Abstract 19841: Gut Microbiome Influences Immune Modulating Therapy for Inflammatory Vasculitis in a Lethal Herpesviral Infection
Introduction: The role of the microbiome on vascular disease, viral infections, and immune modulating therapy is not well defined. Changes in bacterial signatures are seen in inflammatory vasculitic syndromes (IVS), Takayasu’s disease and Giant Cell arteritis, with excessive innate immune cell activation, invading dendritic cells, macrophages, giant cells and T lymphocytes. Mouse gamma herpesviral (MHV68) infection is a model for IVS. We have previously showed that a myxomavirus-derived drug, a serine protease inhibitor, Serp-1, improves survival and reduces vascular inflammation after MHV68 infection. Serp-1 inhibits thrombotic and thrombolytic proteases and reduces inflammatory macrophage and T cell responses. Further, a naturally processed reactive center loop peptide from Serp-1, S-7 (G305TTASSDTAITLIPR319) also improves survival.
Method: We examined disease progression in MHV68 infection in interferon gamma receptor deficient (IFNγR-/-) mice, both with and without anti-inflammatory serpin treatments and with and without suppression of the gut bacterial population.
Results: We detected a marked acceleration in MHV68 infection and IVS with earlier mortality after antibiotic depletion of gut bacteria. Broad-spectrum oral antibiotics shortened survival in MHV68 infected mice from 60 days to 20 days (N = 14, P < 0.036). Antibiotic treatment also reduced efficacy of Serp-1 and also S-7 treatment reducing survival from 70% at 150 days to 20% at 30 days for Serp-1 (N = 15, P < 0.0028) and to 0% at 30 days for S-7 (N = 19; P < 0.0001). A second peptide, S-2 remained inactive while a third peptide S-8 had improved survival from 0% to 40% after antibiotics were given but this improved survival with S-8 (M363AVLYPQVIVDHPFFFLIRNR383) was not significant (N = 14). Antibiotic treatment suppressed aerobic stool bacterial growth, but did not alter Serp-1 inhibitory activity for proteases in vitro. In a 3 day follow up, cell infiltrates in lungs showed trends towards decreased numbers (N = 3-4) with Serp-1 (88.3±16.5) and S-7 (84.3±3.2) compared to saline (92.6±4.6).

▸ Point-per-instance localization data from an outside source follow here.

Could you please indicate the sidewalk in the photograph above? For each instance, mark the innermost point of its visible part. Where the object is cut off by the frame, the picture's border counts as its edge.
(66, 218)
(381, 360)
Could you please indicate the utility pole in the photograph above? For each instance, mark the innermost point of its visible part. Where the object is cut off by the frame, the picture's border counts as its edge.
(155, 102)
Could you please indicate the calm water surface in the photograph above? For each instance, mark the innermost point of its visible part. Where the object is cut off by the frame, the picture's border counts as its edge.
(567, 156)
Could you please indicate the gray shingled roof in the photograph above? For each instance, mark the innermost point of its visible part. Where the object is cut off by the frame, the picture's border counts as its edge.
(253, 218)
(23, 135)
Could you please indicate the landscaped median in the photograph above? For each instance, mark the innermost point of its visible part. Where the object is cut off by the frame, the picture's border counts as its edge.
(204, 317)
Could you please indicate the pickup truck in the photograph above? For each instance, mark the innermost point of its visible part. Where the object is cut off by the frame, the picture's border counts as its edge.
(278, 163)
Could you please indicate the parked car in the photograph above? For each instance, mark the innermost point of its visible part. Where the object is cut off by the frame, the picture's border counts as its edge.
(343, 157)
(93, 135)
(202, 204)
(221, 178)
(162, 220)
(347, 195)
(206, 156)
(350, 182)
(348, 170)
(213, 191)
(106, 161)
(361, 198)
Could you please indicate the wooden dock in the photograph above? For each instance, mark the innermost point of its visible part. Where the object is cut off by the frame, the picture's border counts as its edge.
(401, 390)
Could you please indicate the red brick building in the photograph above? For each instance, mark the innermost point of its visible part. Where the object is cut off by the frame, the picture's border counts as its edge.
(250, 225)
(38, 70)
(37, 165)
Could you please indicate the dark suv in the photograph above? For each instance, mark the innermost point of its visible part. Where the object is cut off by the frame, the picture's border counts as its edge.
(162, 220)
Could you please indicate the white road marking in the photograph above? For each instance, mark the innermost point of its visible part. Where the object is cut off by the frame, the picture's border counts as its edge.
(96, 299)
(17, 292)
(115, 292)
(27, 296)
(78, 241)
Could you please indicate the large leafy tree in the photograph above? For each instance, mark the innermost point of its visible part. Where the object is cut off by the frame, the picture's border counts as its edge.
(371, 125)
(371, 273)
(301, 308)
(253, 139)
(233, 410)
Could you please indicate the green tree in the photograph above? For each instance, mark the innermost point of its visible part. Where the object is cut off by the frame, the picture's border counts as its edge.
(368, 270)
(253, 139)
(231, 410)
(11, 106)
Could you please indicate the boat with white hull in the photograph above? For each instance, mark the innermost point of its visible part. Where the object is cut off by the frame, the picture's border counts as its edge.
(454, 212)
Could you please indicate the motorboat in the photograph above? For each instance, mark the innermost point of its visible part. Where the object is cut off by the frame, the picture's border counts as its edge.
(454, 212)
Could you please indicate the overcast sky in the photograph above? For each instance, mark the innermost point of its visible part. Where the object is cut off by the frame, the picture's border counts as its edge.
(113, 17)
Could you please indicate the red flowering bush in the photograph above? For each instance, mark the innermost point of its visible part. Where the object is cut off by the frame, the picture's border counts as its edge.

Conclusion: This work suggests a central role for the endogenous microbiota in MHV68 infection and potentially in IVS progression, immune responses and efficacy of immune modulating therapies.
Author Disclosures: S. Ambadapadi: None. R. Thomas: None. C. Jobin: None. S. Morshed: None. K. Grau: None. S. Karst: None. S. Tibbetts: None. G. McFadden: None. A. Lucas: None.
- © 2016 by American Heart Association, Inc.